Mike: How does FICO®08 differ from what has been the case?
Chris: The primary drivers of the FICO® score remain how consistently bills have been paid as agreed, and how responsibly debt has been managed (for example, by keeping credit card balances low relative to credit limits). That said, there are some changes in FICO®08 that could cause consumers to experience a shift in their FICO® scores.
- Missed payments - FICO®08 score will provide greater flexibility regarding missed payments. For borrowers who are in arrears on an account, their FICO®08 score will drop less if the borrower also has a number of other credit accounts in good standing. However, FICO®08 scores could drop farther if the consumers' credit reports show multiple delinquent accounts.
- Isolated delinquencies - FICO®08 score is less likely to penalize a single serious delinquency if it occurred two or more years ago on an otherwise unblemished credit history (no prior or subsequent delinquency). On the other hand, the FICO®08 score will likely drop further if the credit report shows both a serious delinquency and a pattern of multiple prior delinquencies.
- High credit usage - FICO®08 will be more affected by high credit usage. Consumers may receive lower scores if their reported balance on one or more credit card accounts is near the account's limit.
FICO®08 places increased emphasis on demonstrating the ability to successfully handle a variety of types of credit. As such, a consumer who has lengthy experience with a mix of both revolving (credit cards) and installment (auto loan, student loan, etc.) accounts that they have paid on time is likely to be viewed more favorably by FICO®08 than a consumer utilizing only a single type of credit account.

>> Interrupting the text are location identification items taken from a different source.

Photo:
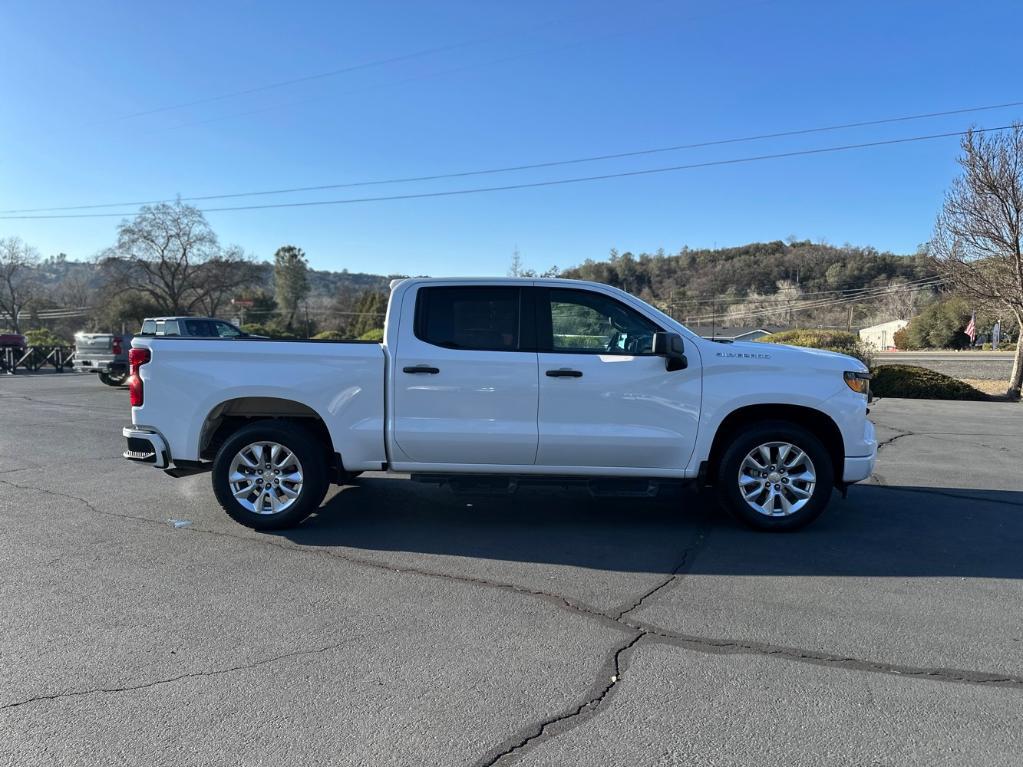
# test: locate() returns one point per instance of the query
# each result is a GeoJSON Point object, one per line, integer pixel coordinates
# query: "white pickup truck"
{"type": "Point", "coordinates": [498, 382]}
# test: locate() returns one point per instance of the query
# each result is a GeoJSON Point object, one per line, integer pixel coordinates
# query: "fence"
{"type": "Point", "coordinates": [35, 359]}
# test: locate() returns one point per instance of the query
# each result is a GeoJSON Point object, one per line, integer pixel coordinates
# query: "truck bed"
{"type": "Point", "coordinates": [190, 381]}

In addition, a consumer whose credit report shows that a relatively larger number of open accounts that are being paid as agreed is likely to be viewed more favorably by FICO®08 than a consumer who has very few or no active credit accounts which demonstrate successful repayment history.

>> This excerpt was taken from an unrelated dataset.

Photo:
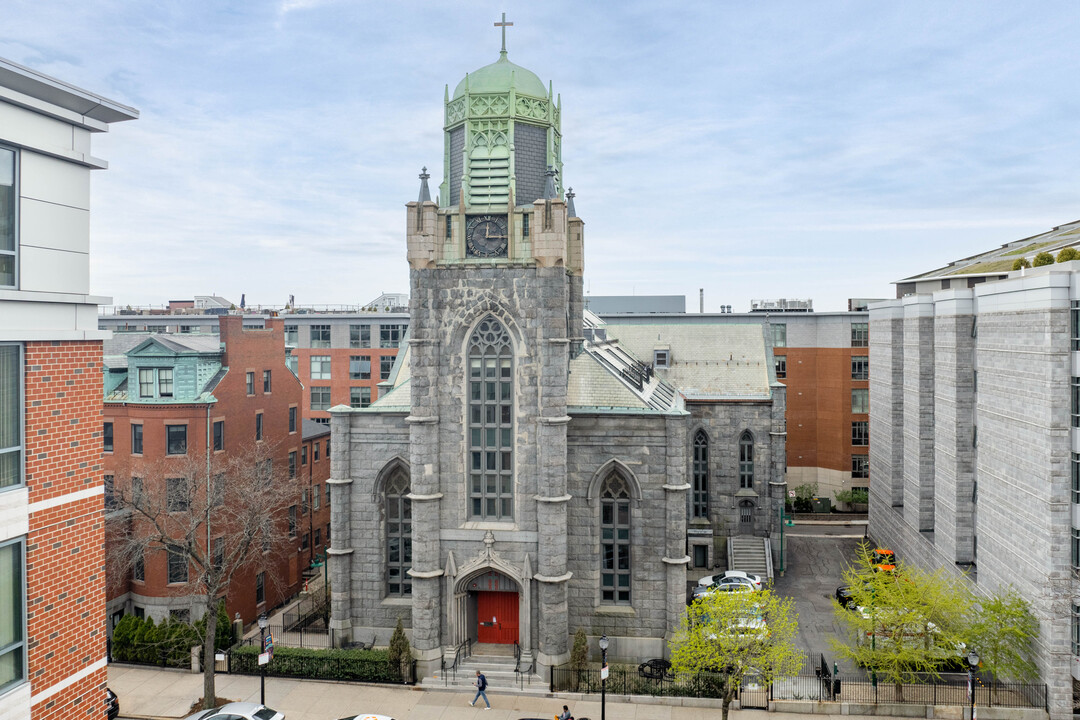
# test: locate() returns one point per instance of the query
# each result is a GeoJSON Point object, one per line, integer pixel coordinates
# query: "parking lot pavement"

Mike: Is FICO®08 in place now and will consumers know which model is used?
Chris: Lenders purchase credit reports through one of the three national credit bureaus: TransUnion, Equifax, and Experian. Fair Isaac is working with the credit reporting agencies to make the FICO®08 score generally available to lenders as soon as possible. As we announced on January 29, 2009, with TransUnion, the score is now available for customer testing. It is scheduled to be available at Equifax in 2Q09. There is no specific timetable for a rollout with Experian but Fair Isaac continues to work with Experian to implement FICO®08 score.

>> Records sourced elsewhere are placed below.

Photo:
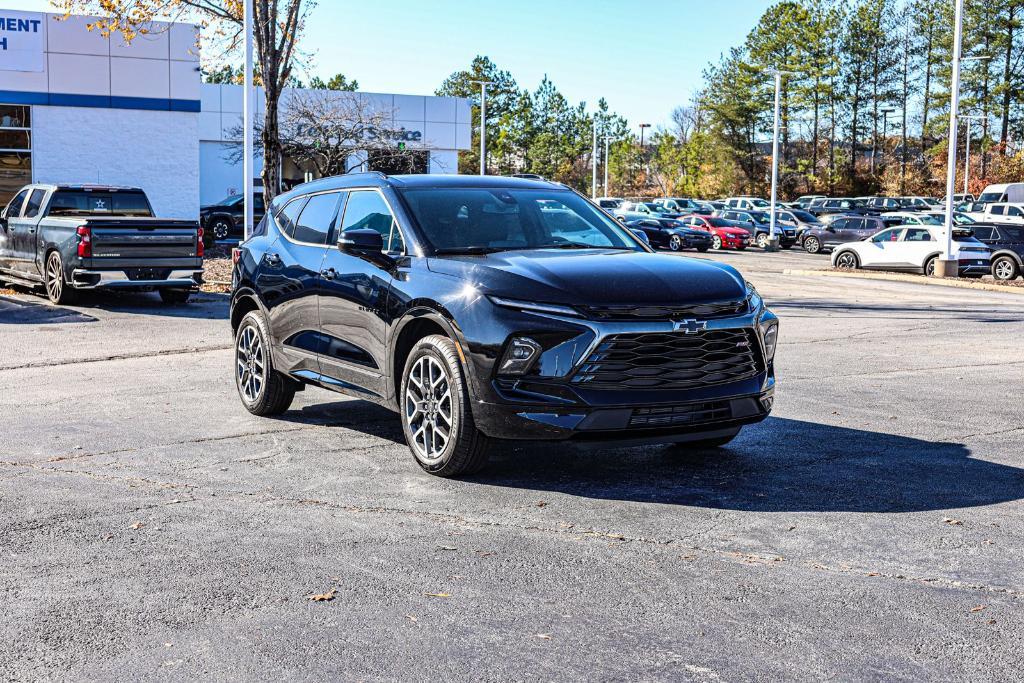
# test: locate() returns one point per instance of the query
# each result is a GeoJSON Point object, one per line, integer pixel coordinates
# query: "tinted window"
{"type": "Point", "coordinates": [316, 219]}
{"type": "Point", "coordinates": [14, 208]}
{"type": "Point", "coordinates": [367, 209]}
{"type": "Point", "coordinates": [35, 201]}
{"type": "Point", "coordinates": [88, 203]}
{"type": "Point", "coordinates": [288, 216]}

FICO®08 will begin playing a role in consumers' ability to borrow once lenders adopt FICO®08 and begin using this score version to make lending decisions. There is no precise date that lenders will collectively switch to FICO®08; the amount of time that it takes for a lender to test a new score on its portfolio before it is ready to adopt the score varies widely. For some lenders, testing might take a few months, and for other lenders, the process could take more than a year. We certainly are encouraging lenders to migrate to using FICO®08 as soon as possible, and are providing our expertise and support to our clients to facilitate this transition.
Mike: How can people get their credit scores?
Chris: A lot of different credit scores are available online, but only the FICO® score is widely used by lenders. Consumers can get their FICO® scores at www.myFICO.com for $15.95 and also receive expert guidance to help manage credit.